The issue under consideration is this: To what extent (if at all) does the Full Faith and Credit Clause of the United States Constitution require Jurisdiction B to honor, in Jurisdiction B, the legal rights that flow from an expungement granted by a court in Jurisdiction A relating to arrests or convictions in Jurisdiction A?

Only one federal decision addresses this issue. That decision is White v. Thomas, 660 F.2d 680, 685 (5th Cir., 1981). White held that Jurisdiction B (in that case, Texas) was not required to honor an expungement in Jurisdiction A (in that case, California). Parenthetically, what White had expunged was not a criminal conviction; it was a California juvenile detention, following a shooting.

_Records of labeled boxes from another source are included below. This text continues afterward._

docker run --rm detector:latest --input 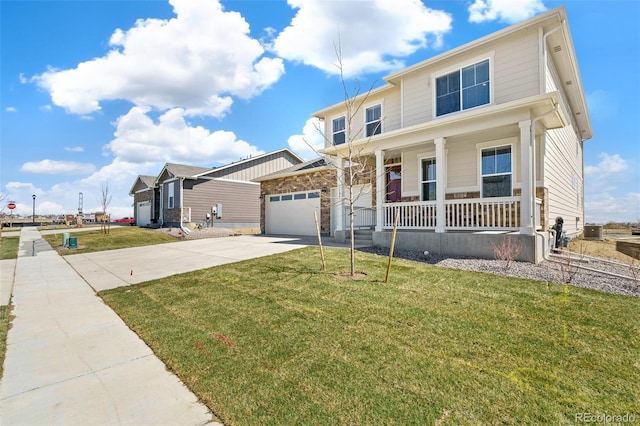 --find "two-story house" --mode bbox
[263,7,592,262]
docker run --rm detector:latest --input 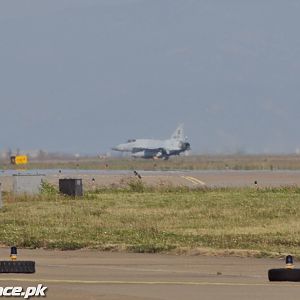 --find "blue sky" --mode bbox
[0,0,300,154]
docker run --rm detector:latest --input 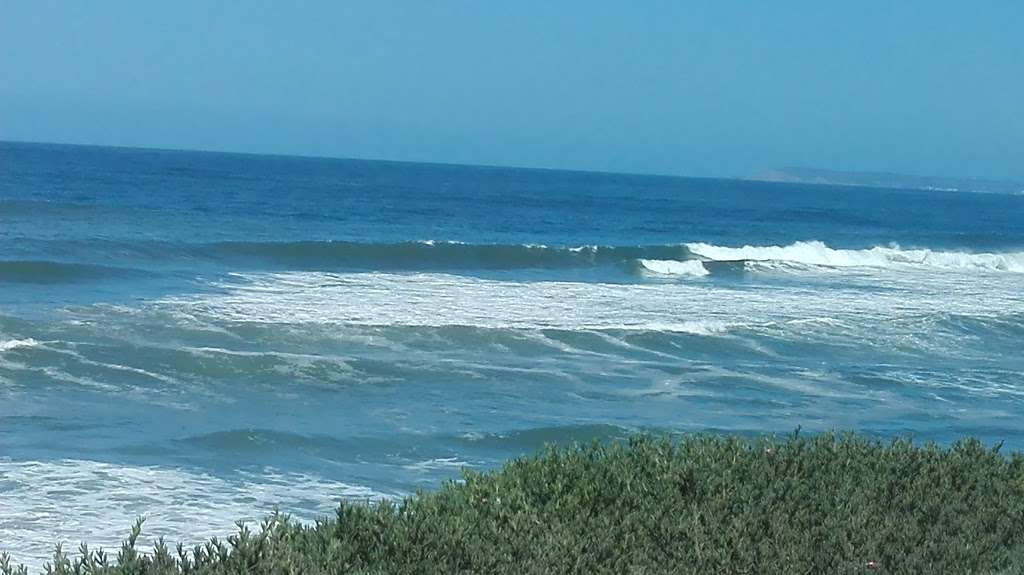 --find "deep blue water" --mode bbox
[0,143,1024,561]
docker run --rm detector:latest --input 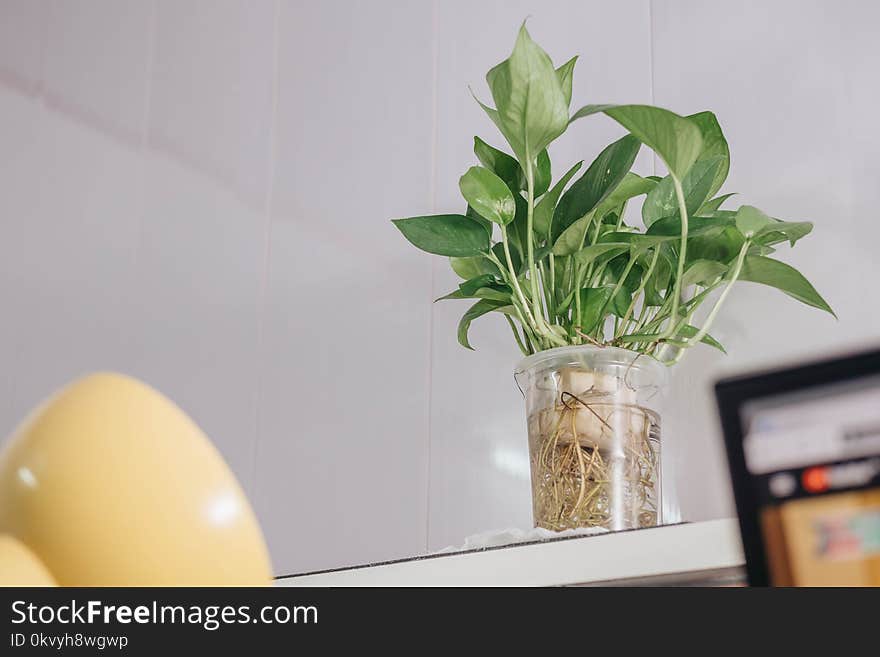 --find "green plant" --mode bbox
[394,24,833,363]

The Full Faith and Credit Clause reads as follows:

Full Faith and Credit shall be given in each State to the public Acts, Records, and judicial Proceedings of every other State.

Numerous cases hold that, despite the Full Faith and Credit Clause, Jurisdiction B need not honor a pardon granted by Jurisdiction A. Thus Carlesi v. New York, 233 U.S. 51, 34 S.Ct. 576, 58 L.Ed. 843 (1914) held that the State of New York was not required to give effect to a pardon granted by the President of the United States to a person previously convicted of a federal felony. The Presidential pardon operated only with regard to the sovereign that issued it--in that instance, the federal government. The pardon had no extraterritorial effect.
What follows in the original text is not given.